Additional Results

Emergent Multimodal Heatmaps

Since KITE's keypoint grounding model is trained from (image, instruction, keypoint) pairs, any multimodality in the demonstration data will be reflected in the distribution of the learned heatmaps. In our demonstrations, instructions like “Open any drawer” are paired with images where the annotated keypoint lies on the top, middle, or bottom drawer.  Thus, an emergent property of the learned heatmap distributions is that they do attend to salient regions rather than individual points (middle column); we ultimately obtain a localized keypoint by argmaxing over this heatmap (right column).


Simulated Semantic Grasping Experiments

To further illustrate KITE's ability to generalize to diverse objects and object parts, we provide additional results on semantic grasping of synthetic objects in a custom PyBullet simulation environment. In particular, we consider 56 objects sampled from the YCB object dataset [2] (assets obtained from [1]). 
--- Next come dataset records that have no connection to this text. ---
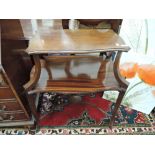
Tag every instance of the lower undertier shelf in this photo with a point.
(75, 74)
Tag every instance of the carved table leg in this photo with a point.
(117, 105)
(31, 101)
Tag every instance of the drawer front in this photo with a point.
(6, 93)
(6, 106)
(11, 117)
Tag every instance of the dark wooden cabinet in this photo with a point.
(14, 72)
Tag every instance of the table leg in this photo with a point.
(117, 105)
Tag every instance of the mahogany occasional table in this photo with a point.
(57, 70)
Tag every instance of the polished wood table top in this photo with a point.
(76, 41)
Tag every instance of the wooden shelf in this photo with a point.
(75, 74)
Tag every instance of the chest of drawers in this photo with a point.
(14, 108)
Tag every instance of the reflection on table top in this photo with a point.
(76, 41)
(47, 36)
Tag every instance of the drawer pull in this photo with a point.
(1, 118)
(3, 108)
(11, 118)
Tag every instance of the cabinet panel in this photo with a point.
(9, 105)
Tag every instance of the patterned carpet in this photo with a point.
(91, 115)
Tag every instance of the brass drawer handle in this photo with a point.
(3, 108)
(11, 117)
(1, 118)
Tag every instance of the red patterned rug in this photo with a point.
(91, 115)
(93, 111)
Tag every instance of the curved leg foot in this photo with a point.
(117, 105)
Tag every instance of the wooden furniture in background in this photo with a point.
(115, 24)
(14, 72)
(79, 74)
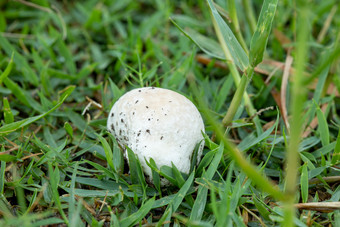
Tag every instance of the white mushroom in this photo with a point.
(160, 124)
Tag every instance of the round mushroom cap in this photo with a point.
(160, 124)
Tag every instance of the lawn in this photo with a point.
(265, 76)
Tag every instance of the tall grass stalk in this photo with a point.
(236, 76)
(250, 15)
(236, 25)
(299, 95)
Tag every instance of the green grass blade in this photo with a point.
(108, 152)
(201, 199)
(260, 38)
(7, 71)
(238, 55)
(177, 200)
(137, 216)
(207, 45)
(336, 154)
(2, 177)
(4, 130)
(8, 115)
(20, 61)
(136, 172)
(323, 127)
(22, 95)
(304, 183)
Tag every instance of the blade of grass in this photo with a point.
(237, 54)
(137, 216)
(7, 71)
(299, 96)
(323, 126)
(8, 115)
(54, 176)
(257, 178)
(304, 183)
(260, 37)
(20, 61)
(336, 153)
(177, 200)
(201, 199)
(6, 129)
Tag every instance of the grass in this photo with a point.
(272, 143)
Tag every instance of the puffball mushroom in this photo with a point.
(160, 124)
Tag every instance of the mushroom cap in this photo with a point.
(160, 124)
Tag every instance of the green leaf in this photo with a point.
(177, 200)
(260, 38)
(137, 216)
(155, 176)
(336, 153)
(7, 71)
(136, 172)
(206, 44)
(8, 115)
(108, 151)
(68, 129)
(7, 157)
(19, 61)
(22, 95)
(304, 183)
(238, 55)
(4, 130)
(323, 127)
(261, 208)
(2, 177)
(201, 199)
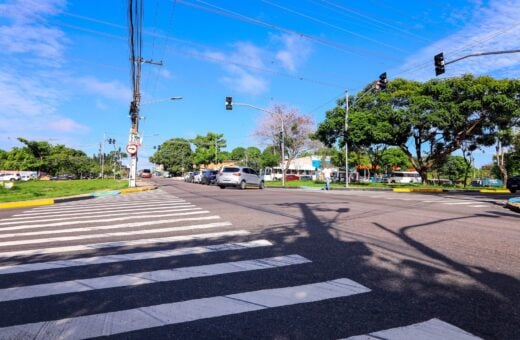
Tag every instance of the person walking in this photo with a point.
(326, 175)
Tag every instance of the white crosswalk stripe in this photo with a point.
(133, 279)
(123, 244)
(106, 324)
(106, 218)
(433, 329)
(85, 261)
(125, 233)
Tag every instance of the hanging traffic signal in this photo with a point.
(439, 63)
(229, 103)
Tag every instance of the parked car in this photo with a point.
(146, 173)
(238, 176)
(26, 178)
(513, 183)
(197, 176)
(404, 177)
(188, 177)
(209, 177)
(486, 182)
(9, 177)
(291, 177)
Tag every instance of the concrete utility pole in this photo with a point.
(346, 144)
(282, 132)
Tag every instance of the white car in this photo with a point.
(238, 176)
(26, 178)
(10, 177)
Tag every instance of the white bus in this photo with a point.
(404, 177)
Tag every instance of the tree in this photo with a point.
(297, 128)
(175, 155)
(428, 121)
(207, 148)
(270, 157)
(238, 153)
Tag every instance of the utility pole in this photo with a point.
(346, 144)
(135, 46)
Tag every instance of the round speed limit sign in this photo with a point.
(131, 149)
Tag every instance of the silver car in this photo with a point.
(238, 176)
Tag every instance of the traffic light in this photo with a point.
(439, 64)
(381, 84)
(229, 103)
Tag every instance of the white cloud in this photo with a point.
(28, 33)
(294, 52)
(111, 90)
(66, 125)
(492, 28)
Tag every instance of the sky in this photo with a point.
(65, 70)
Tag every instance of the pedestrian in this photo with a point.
(326, 175)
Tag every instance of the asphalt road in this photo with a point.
(310, 265)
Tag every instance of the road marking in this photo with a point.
(111, 203)
(82, 229)
(124, 233)
(136, 279)
(97, 208)
(433, 329)
(114, 244)
(147, 255)
(106, 324)
(65, 217)
(458, 203)
(115, 219)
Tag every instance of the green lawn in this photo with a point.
(32, 190)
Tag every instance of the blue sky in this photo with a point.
(65, 70)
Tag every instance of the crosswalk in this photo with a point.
(50, 255)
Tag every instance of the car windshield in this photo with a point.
(230, 170)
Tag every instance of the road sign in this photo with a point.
(131, 149)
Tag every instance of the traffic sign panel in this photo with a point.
(131, 149)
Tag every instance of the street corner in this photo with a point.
(24, 204)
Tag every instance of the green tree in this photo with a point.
(208, 148)
(428, 121)
(175, 155)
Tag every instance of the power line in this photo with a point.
(333, 26)
(339, 46)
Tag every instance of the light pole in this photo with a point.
(134, 140)
(282, 133)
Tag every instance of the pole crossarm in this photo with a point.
(481, 54)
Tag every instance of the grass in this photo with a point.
(33, 190)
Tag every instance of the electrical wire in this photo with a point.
(333, 26)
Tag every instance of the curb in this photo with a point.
(51, 201)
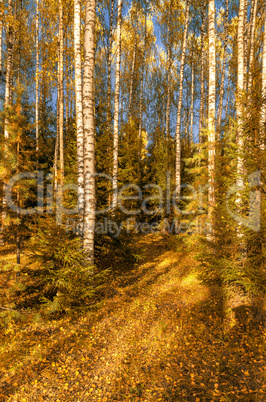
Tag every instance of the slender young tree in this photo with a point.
(221, 94)
(192, 94)
(168, 78)
(79, 109)
(211, 113)
(240, 89)
(116, 106)
(89, 129)
(263, 109)
(61, 92)
(202, 37)
(179, 106)
(109, 66)
(142, 84)
(10, 39)
(1, 32)
(252, 45)
(37, 76)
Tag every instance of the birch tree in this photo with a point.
(263, 109)
(37, 77)
(168, 78)
(79, 109)
(221, 95)
(89, 129)
(202, 37)
(61, 92)
(252, 46)
(116, 106)
(211, 111)
(179, 106)
(240, 89)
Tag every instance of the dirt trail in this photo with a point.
(149, 342)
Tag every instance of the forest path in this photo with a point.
(157, 339)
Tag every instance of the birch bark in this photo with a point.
(116, 106)
(211, 113)
(179, 106)
(79, 109)
(89, 130)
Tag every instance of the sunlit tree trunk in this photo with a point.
(192, 99)
(116, 106)
(179, 107)
(9, 38)
(263, 109)
(142, 88)
(61, 93)
(132, 74)
(109, 65)
(202, 97)
(1, 32)
(79, 109)
(221, 95)
(252, 46)
(169, 62)
(211, 113)
(240, 89)
(37, 78)
(89, 129)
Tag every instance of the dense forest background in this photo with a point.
(123, 122)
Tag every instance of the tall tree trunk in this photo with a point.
(202, 97)
(89, 130)
(9, 65)
(132, 74)
(142, 88)
(179, 106)
(221, 96)
(169, 62)
(79, 109)
(263, 109)
(109, 65)
(240, 90)
(192, 98)
(9, 38)
(1, 32)
(211, 114)
(116, 106)
(61, 92)
(252, 46)
(37, 78)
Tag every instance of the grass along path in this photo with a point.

We train the grounding module on 30 objects and 20+ unique manually labeled object parts (ex: end/middle of banana, dispenser/side of cleanse, center/cap of marker, lip/handle of mug, body parts of animal, end/middle/non-button area/button area of remote, right/left side/handle of tools). 

"by the rim"

"by the end"

To implement the pick skill in simulation, we use ContactGraspNet [3], a pre-trained grasp candidate generator trained on millions of synthetic objects. ContactGraspNet takes a scene point cloud as input and generates candidate grasps and affordance scores (ex: on the right, we visualize a cleanser bottle from the YCB dataset, along with ContactGraspNet parallel-jaw grasps and their scores).

To implement a keypoint-conditioned grasp, we simply pick the highest-scoring grasp in close proximity to a deprojected predicted keypoint and execute this grasp.

Results

We evaluate on 26 unseen object instances. KITE achieves 16/20 (80%) successful semantic grasps on 20 trials of seen object/language pairings, and 14/20 (70%) success on unseen object instances. We provide visualizations of the grounding heatmaps and grasping results for various instructions below.

"Pick up the banana by the end."

"Pick up the cleanser by the dispenser."

"Pick up the black marker by the cap."

"Pick up the mug by the lip."

"Pick up the bowl by the handle."

"Pick up the teddy by the butt."

"Pick up the remote by the non-button area."

"Pick up the clamp by the right handle."

Towards Generalization

Visually, we also find that ContactGraspNet appears to generate compelling qualitative results for grasps on real point clouds. Because KITE is agnostic to the exact implementation of each skill (so long as it is keypoint-conditioned), we are excited in the future about integrating KITE with VLMS as they improve, and pre-trained grasping models like ContactGraspNet, for much richer generalization across objects (category, geometry, etc.).

Tabletop manipulation environment with grasps generated by ContactGraspNet [3].

References

[1] https://github.com/ChenEating716/pybullet-URDF-models/tree/main/urdf_models/models

[2] Calli, Berk, et al. "Yale-CMU-Berkeley dataset for robotic manipulation research." The International Journal of Robotics Research 36.3 (2017): 261-268.

[3] Sundermeyer, Martin, et al. "Contact-graspnet: Efficient 6-dof grasp generation in cluttered scenes." 2021 IEEE International Conference on Robotics and Automation (ICRA). IEEE, 2021.